SUMMARY AND RECOMMENDATIONS

●General principles – The use of extracorporeal membrane oxygenation (ECMO), either veno-venous (V-V) or veno-arterial (V-A) ECMO, has increased. ECMO requires the placement of large-bore cannulas (percutaneous, open surgical), which can be placed either centrally or peripherally. For peripheral cannulation, using the common femoral vessels has become a typical approach. For V-A ECMO, the arterial and venous cannulas are placed in opposite limbs, while for V-V ECMO, the use of a single cannula is preferred. (See 'ECMO modes and cannulation' above.)

●Vascular complications – Vascular complications such as bleeding, thrombosis, and acute limb ischemia (ALI) occur frequently and are associated with increased mortality. A high index of clinical suspicion is important for early recognition of vascular complications, which is paramount to avoiding poor outcomes. Factors inherent to the use of ECMO cause these complications, including the need for vascular cannulation, anticoagulation, other factors contributing to coagulopathy, and the potential for vascular stasis. (See 'Incidence and related mortality' above.)

●Arterial complications

•Bleeding – Recognition of bleeding from surgical sites, cannula sites, or the retroperitoneum is predominantly clinical, supplemented by routine laboratory monitoring and appropriate imaging studies. Transfusion of blood and blood products and withholding anticoagulation may be necessary, as may arterial repair and repositioning of the cannula if bleeding persists. (See 'Bleeding' above.)

•ALI – Early recognition of ALI in patients on V-A ECMO is based on frequent assessment of limb perfusion. (See 'Acute limb ischemia' above.)

-In addition to clinical symptoms and signs, the following parameters are suggestive of limb ischemia on ECMO: limb pressure below 50 mmHg and tissue oxygen saturation (StO₂) below 50 percent or a drop of more than 20 percent from the cannulated to the noncannulated limb.

-For patients identified with ALI, we adjust the level of anticoagulation and evaluate for possible acute compartment syndrome.

-For patients with a distal perfusion catheter (DPC) already in place, we evaluate the position of catheter, and if malpositioned, reposition or replaced it.

-For patients without a DPC in place (nonselective DPC), we suggest placement of a superficial femoral artery catheter as an initial measure to improve perfusion (Grade 2C). Other catheter management strategies may be to place a DPC more distally in the leg, downsize the arterial cannula, or placement of a distal venous drainage catheter.

-If ischemia persists, removing and repositioning the cannula or revascularization may be necessary. If revascularization is unsuccessful, amputation may be required, but this is uncommon.
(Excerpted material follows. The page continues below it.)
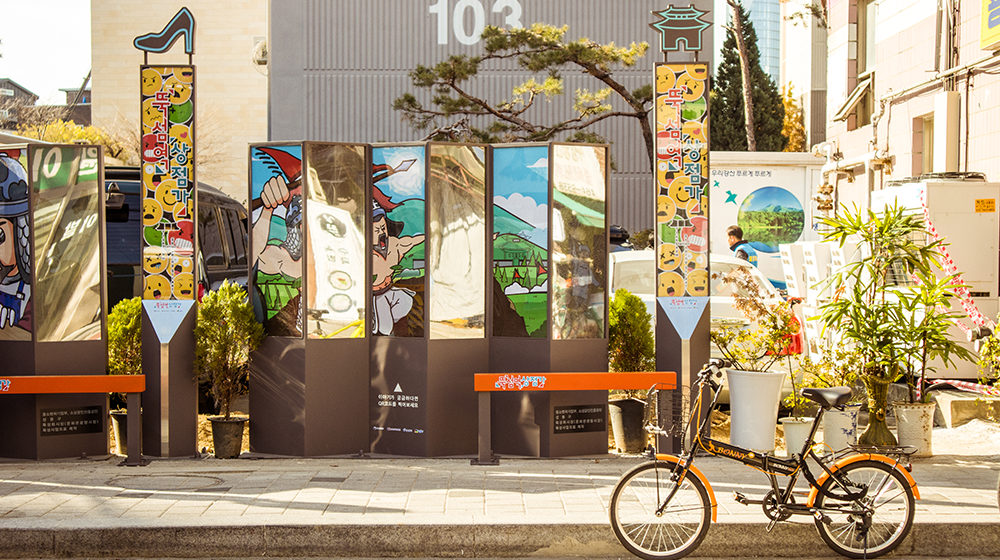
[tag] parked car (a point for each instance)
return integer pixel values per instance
(222, 235)
(635, 271)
•Others – Other arterial complications include aortic dissection, pseudoaneurysm formation, and arteriovenous fistula. (See 'Other arterial complications' above.)

●Venous complications – Thrombosis, which is more common with V-V ECMO, can occur because of stasis, vascular trauma, or hypercoagulability in the setting of insufficient anticoagulation. Venous thrombosis can involve the cannula site or inferior vena cava. Risk factors for thrombosis include infection and increasing number of days of ECMO support. Venous thrombosis also commonly occurs following decannulation. Venous thrombosis is usually managed by adjusting anticoagulation. (See 'Venous complications' above.)